En même temps qu’il se disait surpris par la démission de son ami Philippe Boucher, Serge Beausoleil estimait que le retour de Patrick Roy à la barre des Remparts de Québec était marqué du sceau de la passion, une qualité qu’il retrouve chez les deux hommes ayant eu une grande influence sur sa carrière.

«Il n’y a personne qui voit l’arrivée de Patrick d’un mauvais œil. Comme Philippe, il n’a pas besoin du hockey junior pour vivre, mais il redonne et traîne son baluchon. Que l’un de meilleurs joueurs de l’histoire de la LNH revienne s’impliquer au niveau junior dénote un bel exemple de passion et de générosité», notait l’entraîneur-chef et le directeur général de l’Océanic de Rimouski.

Celui qui cumule désormais le plus d’ancienneté (sept saisons) derrière le banc de la même équipe dans la LHJMQ est convaincu que son ancien patron aura un impact immédiat à travers le circuit.

«Son retour sera bon pour les Remparts, les partisans, la Ligue et toutes les équipes. Patrick Roy draine les foules, partout où il va. Ce sera aussi bon pour la rivalité entre Rimouski et Québec», convenait-il lorsqu’on l’a rejoint à Boisbriand, vendredi, où il assistait au Défi d’excellence Gatorade de la LHJMQ réunissant tous les espoirs du prochain repêchage.

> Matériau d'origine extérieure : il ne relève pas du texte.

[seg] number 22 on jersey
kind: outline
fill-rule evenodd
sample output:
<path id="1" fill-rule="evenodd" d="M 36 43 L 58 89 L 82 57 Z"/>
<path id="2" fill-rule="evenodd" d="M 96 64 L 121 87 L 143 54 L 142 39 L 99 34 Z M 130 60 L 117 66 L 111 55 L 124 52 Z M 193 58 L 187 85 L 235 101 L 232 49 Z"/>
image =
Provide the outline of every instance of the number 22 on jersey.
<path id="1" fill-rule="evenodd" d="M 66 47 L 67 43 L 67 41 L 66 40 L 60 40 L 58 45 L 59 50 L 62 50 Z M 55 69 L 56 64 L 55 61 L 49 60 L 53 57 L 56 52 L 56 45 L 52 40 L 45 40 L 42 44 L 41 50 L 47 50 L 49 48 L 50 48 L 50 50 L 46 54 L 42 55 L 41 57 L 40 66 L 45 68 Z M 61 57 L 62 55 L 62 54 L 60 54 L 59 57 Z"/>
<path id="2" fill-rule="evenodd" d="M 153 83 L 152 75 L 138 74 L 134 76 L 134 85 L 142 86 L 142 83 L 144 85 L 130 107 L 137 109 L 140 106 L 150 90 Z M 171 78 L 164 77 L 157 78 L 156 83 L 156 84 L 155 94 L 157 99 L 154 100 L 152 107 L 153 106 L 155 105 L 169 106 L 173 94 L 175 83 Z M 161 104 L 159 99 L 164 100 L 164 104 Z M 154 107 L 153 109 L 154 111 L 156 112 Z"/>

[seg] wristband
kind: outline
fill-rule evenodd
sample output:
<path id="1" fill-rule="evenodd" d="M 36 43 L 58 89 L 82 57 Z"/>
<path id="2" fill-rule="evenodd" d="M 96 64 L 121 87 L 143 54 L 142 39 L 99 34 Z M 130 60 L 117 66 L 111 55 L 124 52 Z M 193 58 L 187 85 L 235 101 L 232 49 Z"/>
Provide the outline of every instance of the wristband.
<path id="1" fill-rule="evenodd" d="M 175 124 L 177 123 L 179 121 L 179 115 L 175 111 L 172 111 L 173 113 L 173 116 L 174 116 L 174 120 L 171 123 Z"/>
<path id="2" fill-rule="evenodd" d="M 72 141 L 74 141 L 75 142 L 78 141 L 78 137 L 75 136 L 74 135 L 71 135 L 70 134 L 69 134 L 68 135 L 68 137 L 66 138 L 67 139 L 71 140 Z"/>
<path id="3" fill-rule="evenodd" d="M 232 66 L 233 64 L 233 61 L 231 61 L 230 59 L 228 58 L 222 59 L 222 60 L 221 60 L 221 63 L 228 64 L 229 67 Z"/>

Beausoleil aura d’ailleurs l’occasion de renouer avec Roy, samedi, puisque le Diable rouge en chef s’y pointera pour découvrir les joueurs qui n’avaient à peine que 10 ans lorsqu’il a dirigé son dernier match dans la LHJMQ.

Plus redoutable

Il est persuadé que Roy sera un entraîneur-chef encore plus redoutable, notamment en raison de son expérience acquise pendant trois saisons avec l’Avalanche du Colorado. L’ancien gardien avait d’ailleurs remporté le trophée Jack Adams (meilleur entraîneur-chef) à sa première saison dans la LNH.

«Je ne lui ai pas parlé depuis qu’il est parti pour le Colorado. Mais comme tous les hommes de hockey, ton cheminement t’amène ailleurs, te fait progresser.»

À l’époque où il dirigeait le Blizzard du Séminaire Saint-François (midget AAA), Beausoleil avait développé des liens tissés serrés avec Roy. Non seulement celui-ci était-il copropriétaire du club de hockey midget AAA, mais il lui avait confié l’encadrement de son fils Frédérick, qui n’était pas encore le joueur de calibre junior qu’il allait devenir. Beausoleil avait aussi mis ses connaissances au profit du coach des Remparts, à l’époque.

«La saison suivante, Fred était notre capitaine et il fut le joueur le plus utile des séries. On a gagné deux coupes en deux ans. J’ai appris à connaître Patrick à cette époque, je ne l’ai jamais regretté.

«Ce que j’admire, chez lui, c’est son humilité. S’il voit une bonne idée ailleurs, il l’a prend. Patrick aime les gens qui font fi de son statut et qui disent ce qu’ils pensent. Il ne veut pas être flatté, mais bien avoir l’heure juste», se souvient-il de ses interventions à ses côtés et auprès de Jacques Tanguay, qui l’avait très bien conseillé lorsqu’il a quitté sa permanence au SSF pour s’établir à Rimouski à l’invitation de Boucher, alors dg de l’Océanic.

A-t-il été étonné par la démission de ce dernier? «Plus oui que non… Faire du hockey junior, c’est demandant, c’est du stock. Ça gruge de l’énergie, use le corps, fait vieillir tout en restant jeune parce que l’on côtoie des joueurs de 16 à 20 ans. Mais je ne pense pas qu’il faille tirer un trait sur la carrière de Philippe dans le hockey. Je suis persuadé qu’on va le revoir quelque part.»